Open mdatre opened 3 years ago

mdatre commented 3 years ago

Hi,

I have Yolo2 darknet19 weights and cfg files pretrained on a custom dataset. I converted those to TF h5 weights using the convert.py script, which also created an anchors file. However when I try to use these with yolo.py script for detection, it gives errors as follows:

$ python3 yolo.py --model_type yolo2_darknet --weights_path weights/yolov2_my_pretrained.h5 --anchors_path configs/yolov2_my_pretrained_anchors.txt --classes_path configs/my_classes.txt --image

ValueError: You are trying to load a weight file containing 43 layers into a model with 45 layers.

During handling of the above exception, another exception occurred:

Traceback (most recent call last):
  File "yolo.py", line 437, in <module>
    main()
  File "yolo.py", line 409, in main
    yolo = YOLO_np(**vars(args))
  File "yolo.py", line 69, in __init__
    self.yolo_model = self._generate_model()
  File "yolo.py", line 105, in _generate_model
    num_anchors/len(yolo_model.output) * (num_classes + 5), \
  File "/home/user1/.local/lib/python3.6/site-packages/tensorflow/python/framework/ops.py", line 853, in __len__
    "shape information.".format(self.name))
TypeError: len is not well defined for symbolic Tensors. (predict_conv/BiasAdd:0) Please call `x.shape` rather than `len(x)` for shape information.

I tried using other Yolo2 model types too like yolo2_mobilenet but none is working. The default one tiny_yolo3_darknet and yolo3_darknet worked as per the examples given on readme as well in some other issues logged here.

Any idea how to get custom trained Yolo2 darknet weights and cfg file working with this or am I missing something?

david8862 commented 3 years ago

@mdatre what's your cfg and weights? I double checked with official COCO pretrained yolo2_darknet weights and it works fine.

mdatre commented 3 years ago

@mdatre what's your cfg and weights? I double checked with official COCO pretrained yolo2_darknet weights and it works fine.

@david8862 I am using this Yolo2 weights and cfg file mentioned on this blog.

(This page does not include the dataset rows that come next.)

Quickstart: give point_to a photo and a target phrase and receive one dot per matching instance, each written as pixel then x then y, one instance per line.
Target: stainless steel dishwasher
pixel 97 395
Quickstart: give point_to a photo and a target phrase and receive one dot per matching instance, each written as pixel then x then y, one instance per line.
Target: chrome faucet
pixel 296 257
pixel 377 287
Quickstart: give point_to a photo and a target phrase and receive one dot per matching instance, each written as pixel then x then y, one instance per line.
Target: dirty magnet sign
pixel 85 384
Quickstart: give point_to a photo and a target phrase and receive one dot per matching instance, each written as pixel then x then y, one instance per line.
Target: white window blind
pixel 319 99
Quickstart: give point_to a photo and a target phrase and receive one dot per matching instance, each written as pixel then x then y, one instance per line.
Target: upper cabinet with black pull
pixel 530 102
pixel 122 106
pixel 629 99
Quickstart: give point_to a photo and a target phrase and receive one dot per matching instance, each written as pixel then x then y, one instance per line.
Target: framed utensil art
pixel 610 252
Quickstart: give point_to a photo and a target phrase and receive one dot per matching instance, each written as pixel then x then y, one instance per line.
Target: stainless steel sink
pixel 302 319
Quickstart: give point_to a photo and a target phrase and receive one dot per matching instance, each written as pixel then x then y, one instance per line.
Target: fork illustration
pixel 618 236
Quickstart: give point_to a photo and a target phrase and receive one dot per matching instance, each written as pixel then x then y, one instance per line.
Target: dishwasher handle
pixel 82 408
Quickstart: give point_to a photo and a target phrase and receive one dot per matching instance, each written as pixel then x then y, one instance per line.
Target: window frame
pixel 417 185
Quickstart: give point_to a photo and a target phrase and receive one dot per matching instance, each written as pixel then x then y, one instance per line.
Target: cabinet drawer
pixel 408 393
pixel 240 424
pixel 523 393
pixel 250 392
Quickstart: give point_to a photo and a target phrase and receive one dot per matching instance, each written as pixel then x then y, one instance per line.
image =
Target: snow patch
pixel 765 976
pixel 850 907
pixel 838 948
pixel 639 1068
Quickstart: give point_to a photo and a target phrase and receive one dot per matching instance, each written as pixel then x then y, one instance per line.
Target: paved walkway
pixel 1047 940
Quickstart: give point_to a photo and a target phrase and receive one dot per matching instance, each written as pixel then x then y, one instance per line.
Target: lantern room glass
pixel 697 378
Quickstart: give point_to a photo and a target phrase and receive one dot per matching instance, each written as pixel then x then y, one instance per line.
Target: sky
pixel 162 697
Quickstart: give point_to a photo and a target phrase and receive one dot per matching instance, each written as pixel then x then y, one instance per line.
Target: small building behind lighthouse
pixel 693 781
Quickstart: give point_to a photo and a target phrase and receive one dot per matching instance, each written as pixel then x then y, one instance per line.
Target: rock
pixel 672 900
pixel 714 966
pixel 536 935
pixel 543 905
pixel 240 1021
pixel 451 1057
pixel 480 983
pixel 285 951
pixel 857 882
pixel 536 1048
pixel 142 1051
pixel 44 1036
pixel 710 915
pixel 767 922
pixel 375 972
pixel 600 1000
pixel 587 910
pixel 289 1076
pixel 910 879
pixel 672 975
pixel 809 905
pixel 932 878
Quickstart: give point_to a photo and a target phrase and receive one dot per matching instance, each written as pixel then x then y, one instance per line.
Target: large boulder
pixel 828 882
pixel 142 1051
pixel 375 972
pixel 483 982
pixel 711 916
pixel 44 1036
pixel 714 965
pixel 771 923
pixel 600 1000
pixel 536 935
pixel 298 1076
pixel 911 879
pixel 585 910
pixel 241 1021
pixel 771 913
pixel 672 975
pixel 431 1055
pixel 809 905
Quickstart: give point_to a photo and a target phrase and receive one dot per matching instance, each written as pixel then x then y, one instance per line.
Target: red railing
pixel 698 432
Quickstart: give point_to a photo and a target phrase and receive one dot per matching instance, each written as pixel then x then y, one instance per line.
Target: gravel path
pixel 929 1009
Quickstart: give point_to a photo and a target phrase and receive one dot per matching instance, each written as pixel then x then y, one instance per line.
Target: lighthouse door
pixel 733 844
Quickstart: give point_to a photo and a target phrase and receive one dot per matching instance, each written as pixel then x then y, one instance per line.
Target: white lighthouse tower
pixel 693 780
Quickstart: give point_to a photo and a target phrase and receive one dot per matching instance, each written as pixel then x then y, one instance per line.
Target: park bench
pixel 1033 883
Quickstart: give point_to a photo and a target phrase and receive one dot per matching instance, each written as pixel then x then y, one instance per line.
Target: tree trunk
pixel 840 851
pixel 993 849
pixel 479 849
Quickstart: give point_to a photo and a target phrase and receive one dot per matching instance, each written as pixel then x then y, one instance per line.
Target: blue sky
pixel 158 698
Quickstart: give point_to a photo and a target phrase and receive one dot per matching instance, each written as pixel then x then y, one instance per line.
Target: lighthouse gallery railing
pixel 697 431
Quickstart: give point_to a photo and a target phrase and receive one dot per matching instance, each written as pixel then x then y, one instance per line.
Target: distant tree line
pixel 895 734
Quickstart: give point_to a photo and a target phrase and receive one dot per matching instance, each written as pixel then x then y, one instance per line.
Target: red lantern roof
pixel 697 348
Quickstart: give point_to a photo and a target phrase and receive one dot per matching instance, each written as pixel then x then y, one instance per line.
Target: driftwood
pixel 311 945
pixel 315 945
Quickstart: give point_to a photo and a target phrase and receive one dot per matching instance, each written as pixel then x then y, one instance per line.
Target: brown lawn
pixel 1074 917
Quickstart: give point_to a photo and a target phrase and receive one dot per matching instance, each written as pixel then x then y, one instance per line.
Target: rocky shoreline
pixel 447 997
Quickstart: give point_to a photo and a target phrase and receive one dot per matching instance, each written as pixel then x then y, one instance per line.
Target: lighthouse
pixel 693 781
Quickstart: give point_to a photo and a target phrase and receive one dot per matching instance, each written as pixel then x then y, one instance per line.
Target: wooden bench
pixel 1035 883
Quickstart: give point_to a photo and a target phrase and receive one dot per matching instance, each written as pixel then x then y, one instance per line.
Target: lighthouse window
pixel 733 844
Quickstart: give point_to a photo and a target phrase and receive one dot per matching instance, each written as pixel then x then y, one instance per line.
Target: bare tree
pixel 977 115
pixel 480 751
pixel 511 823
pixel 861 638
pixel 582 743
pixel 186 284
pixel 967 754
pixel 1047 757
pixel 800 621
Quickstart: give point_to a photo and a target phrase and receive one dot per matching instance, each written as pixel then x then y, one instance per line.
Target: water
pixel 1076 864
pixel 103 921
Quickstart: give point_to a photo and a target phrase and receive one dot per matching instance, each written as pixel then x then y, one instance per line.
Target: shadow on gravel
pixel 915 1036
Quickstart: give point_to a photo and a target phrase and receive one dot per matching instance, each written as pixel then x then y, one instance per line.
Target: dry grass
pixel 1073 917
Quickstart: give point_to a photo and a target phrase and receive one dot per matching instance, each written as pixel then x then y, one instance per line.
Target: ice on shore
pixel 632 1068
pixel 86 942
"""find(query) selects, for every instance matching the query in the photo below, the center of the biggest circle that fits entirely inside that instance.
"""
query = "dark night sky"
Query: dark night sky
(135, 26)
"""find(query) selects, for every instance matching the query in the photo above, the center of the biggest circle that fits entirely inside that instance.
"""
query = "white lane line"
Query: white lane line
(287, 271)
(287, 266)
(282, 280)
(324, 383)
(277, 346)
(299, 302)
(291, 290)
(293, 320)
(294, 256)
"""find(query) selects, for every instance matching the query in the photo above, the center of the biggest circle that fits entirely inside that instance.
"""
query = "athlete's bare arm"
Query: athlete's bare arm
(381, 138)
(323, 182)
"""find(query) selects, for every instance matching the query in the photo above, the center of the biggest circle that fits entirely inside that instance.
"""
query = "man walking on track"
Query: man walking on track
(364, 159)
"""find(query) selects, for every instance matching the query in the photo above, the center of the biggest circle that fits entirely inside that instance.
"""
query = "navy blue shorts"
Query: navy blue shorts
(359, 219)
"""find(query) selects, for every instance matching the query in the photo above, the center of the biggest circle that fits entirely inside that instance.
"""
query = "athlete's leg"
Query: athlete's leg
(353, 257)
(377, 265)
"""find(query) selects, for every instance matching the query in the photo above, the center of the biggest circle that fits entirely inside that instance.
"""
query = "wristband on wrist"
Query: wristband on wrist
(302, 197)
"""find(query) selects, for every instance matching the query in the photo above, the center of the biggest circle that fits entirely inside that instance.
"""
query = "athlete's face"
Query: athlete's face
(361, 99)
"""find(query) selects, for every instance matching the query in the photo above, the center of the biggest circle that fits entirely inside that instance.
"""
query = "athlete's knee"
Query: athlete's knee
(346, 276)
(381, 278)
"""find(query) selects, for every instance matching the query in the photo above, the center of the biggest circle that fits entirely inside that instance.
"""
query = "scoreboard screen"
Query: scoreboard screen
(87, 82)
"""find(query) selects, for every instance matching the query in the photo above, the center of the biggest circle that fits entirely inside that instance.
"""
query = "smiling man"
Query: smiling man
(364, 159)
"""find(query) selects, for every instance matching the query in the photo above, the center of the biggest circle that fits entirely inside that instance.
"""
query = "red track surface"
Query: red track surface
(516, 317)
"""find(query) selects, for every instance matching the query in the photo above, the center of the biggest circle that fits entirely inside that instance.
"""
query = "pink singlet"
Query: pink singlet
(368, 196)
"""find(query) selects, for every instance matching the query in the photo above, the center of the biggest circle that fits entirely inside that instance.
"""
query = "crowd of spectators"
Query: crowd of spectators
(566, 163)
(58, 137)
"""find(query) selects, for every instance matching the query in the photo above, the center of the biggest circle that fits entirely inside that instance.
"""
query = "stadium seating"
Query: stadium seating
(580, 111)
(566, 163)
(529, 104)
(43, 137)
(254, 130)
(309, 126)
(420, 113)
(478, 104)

But I changed a few things in your code. I created a yolo2 model from the JSON file and loaded weights from h5 file (saved separately by modifying convert.py), without building Darknet19 as done in your code. Then I ran yolo.py detection with --image option using yolo2 VOC anchors file. That worked for a couple of examples I tried. I am wondering what is the difference between your Darknet19 model and AlexyAB's one on which the above weights were trained.

Why the VOC anchor file generated after running convert.py on PJ Reddie's Yolo2 cfg and weights does not work with yolo.py detection?

I noticed that you have a different VOC anchor file yolo2-voc_anchors.txt in configs folder. yolo2_anchors.txt does not produce good detection on the above mentioned model/weights. Why don't the extracted anchors from original Darknet's cfg files do not work?

Could you please clarify these doubts?

mdatre commented 3 years ago

@david8862 Also I wanted to know what is the minimal computing configuration expected to do training from scratch using train.py script? We tried to run it on a modest 1 GPU, 16 GB GPU mem and 32 GB RAM, and the script was killed by the OS within a few minutes with "out of memory" error message.

On a slightly higher configuration machine, the speed seemed quite slow with 11 epochs per hour, when we wanted to train for a few thousand epochs.

david8862 commented 3 years ago

@mdatre Oh for yolo2 I change anchor definition to align YOLOv2/v3 anchor definitions and postprocess. You can refer #108 For GPU consumption in training, it depends on related config (model_type, batch_size, etc.). And the time for 1 epoch depends on dataset size.